Speaker at Oil and Gas Conferences - Bah Dahmane
University of Boumerdes, Algeria
Title : Geological evolution, structural controls, and petroleum potential of the MSGBC basin: Insights and discussion

Abstract:

The MSGBC Basin, a passive margin basin on the Northwest African Atlantic Margin, originated in response to the opening of the proto-Central Atlantic Ocean. Basin initiation is inferred to have occurred during a Late Triassic rifting phase, evidenced by seismic data in onshore Mauritania and well-documented on conjugate margins in Morocco and the eastern seaboard of North America. Although syn-rift faults bound the rifted succession, these structures are largely absent in the post-rift stratigraphy. The Early Jurassic rift-drift transition is dominated by evaporite deposition, likely the source of offshore salt diapirs, and acted as a detachment surface for subsequent gravity-driven tectonics. From the Middle Jurassic to Valanginian, a semi-regional carbonate platform developed along the basin margins, later terminated by a rapid Valanginian transgression and Barremian clastic deposition in Mauritania. Post-Valanginian stratigraphy records several third-order clastic cycles punctuated by transgressive carbonates, corresponding to source rock deposition during Cenomanian–Turonian, Paleocene, and possibly Late Aptian–Early Albian intervals. Lowstand periods favored turbidite deposition in Mid Cenomanian, Late Maastrichtian, Middle Miocene, and Late Miocene, forming either unconstrained or canyon-confined deepwater fairways. The Neogene succession is characterized by a rapidly deposited clastic wedge exceeding 3 km in thickness along the basin axis, driving maturation of underlying Turonian source rocks into the oil window. Structural evolution of the post-rift section is dominated by gravity-driven tectonics, with Early Jurassic evaporites and Late Albian detachment levels controlling subsidence, growth faulting, and toe thrust formation. Reactive salt diapirism developed during compressional toe thrusting, with Miocene progradation shifting depocentres basinward, generating a new gravity-driven system. Salt diapirs, once topographically significant, became truncated and inactive, while continued shelf- edge growth induced localized compression over these structures.
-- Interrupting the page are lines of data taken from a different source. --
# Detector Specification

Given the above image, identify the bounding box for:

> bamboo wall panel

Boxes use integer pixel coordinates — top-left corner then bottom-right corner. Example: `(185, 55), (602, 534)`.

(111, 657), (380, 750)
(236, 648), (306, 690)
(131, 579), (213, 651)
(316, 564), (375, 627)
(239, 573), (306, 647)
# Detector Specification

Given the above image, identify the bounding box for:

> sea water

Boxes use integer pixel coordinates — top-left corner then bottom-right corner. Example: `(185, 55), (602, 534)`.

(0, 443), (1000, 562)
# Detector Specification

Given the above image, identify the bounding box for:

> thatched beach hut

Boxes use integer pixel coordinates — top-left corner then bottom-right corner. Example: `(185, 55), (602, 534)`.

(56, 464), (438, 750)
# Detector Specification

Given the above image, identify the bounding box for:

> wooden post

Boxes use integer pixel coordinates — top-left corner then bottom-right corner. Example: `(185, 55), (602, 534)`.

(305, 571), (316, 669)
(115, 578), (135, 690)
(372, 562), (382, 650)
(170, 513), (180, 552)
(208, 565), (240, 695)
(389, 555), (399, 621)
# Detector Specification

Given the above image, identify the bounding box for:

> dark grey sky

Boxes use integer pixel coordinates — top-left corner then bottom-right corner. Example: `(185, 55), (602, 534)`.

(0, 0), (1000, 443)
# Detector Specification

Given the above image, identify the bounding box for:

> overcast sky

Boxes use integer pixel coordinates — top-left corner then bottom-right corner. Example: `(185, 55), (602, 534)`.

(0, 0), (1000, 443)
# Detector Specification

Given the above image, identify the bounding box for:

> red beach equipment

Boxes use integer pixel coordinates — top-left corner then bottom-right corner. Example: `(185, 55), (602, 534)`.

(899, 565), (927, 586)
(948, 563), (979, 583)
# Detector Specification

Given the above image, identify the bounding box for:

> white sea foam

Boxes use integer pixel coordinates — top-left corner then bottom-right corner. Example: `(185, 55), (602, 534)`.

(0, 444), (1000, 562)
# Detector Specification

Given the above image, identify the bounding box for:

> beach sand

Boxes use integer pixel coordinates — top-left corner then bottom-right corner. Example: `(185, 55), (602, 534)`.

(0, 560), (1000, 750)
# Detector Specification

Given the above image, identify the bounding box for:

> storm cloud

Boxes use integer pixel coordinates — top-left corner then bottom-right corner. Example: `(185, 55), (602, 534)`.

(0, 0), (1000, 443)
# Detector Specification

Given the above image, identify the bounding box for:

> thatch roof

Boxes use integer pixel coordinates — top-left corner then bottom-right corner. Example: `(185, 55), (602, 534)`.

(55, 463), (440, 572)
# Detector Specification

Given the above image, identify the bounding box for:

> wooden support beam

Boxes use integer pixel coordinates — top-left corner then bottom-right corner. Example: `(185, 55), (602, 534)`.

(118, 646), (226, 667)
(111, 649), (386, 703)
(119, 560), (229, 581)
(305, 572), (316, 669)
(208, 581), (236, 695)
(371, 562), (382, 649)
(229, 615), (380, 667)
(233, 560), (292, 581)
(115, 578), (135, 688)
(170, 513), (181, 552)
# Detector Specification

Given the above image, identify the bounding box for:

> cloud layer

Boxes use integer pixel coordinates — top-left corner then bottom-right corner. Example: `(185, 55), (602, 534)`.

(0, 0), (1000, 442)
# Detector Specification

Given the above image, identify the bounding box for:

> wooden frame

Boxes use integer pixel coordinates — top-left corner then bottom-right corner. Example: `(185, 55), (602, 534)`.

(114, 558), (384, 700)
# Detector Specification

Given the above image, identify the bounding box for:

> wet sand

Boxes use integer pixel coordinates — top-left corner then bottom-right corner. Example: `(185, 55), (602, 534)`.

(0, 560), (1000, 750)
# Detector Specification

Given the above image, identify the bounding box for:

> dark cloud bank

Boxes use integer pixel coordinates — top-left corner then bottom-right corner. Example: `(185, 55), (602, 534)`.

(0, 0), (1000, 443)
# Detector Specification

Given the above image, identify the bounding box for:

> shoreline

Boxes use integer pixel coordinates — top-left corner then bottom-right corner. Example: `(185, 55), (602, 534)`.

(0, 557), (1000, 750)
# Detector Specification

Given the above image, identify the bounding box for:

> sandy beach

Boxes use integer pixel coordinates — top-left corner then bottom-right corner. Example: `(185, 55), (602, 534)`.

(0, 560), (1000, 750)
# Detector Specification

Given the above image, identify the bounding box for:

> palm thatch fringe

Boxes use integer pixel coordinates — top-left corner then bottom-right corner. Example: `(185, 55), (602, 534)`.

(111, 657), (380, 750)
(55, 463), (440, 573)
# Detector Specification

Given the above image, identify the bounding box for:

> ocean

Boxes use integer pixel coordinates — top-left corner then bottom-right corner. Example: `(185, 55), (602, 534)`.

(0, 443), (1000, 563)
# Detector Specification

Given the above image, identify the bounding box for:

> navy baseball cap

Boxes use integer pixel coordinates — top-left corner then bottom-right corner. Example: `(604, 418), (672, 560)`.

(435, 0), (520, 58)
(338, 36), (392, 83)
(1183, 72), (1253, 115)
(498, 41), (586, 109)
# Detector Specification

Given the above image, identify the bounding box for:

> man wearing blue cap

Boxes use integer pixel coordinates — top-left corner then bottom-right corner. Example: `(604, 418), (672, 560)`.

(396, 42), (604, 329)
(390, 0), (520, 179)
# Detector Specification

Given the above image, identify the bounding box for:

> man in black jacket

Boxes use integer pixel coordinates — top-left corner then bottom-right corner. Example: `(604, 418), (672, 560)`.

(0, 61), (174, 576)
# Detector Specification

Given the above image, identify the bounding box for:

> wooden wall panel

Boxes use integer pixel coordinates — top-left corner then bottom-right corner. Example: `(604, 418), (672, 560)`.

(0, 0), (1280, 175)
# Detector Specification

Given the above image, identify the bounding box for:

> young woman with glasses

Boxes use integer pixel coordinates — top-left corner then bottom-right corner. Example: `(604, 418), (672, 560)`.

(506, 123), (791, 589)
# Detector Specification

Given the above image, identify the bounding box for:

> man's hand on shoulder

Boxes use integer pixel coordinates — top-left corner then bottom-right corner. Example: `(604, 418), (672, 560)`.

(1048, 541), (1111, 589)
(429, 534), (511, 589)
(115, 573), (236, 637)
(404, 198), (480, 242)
Overall, the MSGBC Basin exhibits a complex interplay of syn- and post-rift tectonics, carbonate platform evolution, clastic progradation, and salt tectonics, controlling hydrocarbon source rock maturation, reservoir distribution, and structural traps, highlighting its significant petroleum potential.

Biography:

Bah Dahmane As a PhD researcher, Reservoir engineer, and lecturer in Reservoir Engineering at the Faculty of Sciences and Technology, Nouakchott University, and the Faculty of Hydrocarbon and Chemistry, Boumerdes University, He had the opportunity to lead and contribute to multiple research projects focused on the Mauritanian Coastal Basin. His work has particularly emphasized discovery plays such as Tiof, Chinguetti, Banda, Tevet, GTA, and Bir Allah. His latest article has been published in the Journal of Petroleum Geology and is also available on ResearchGate, alongside other research papers and contributions to international workshops.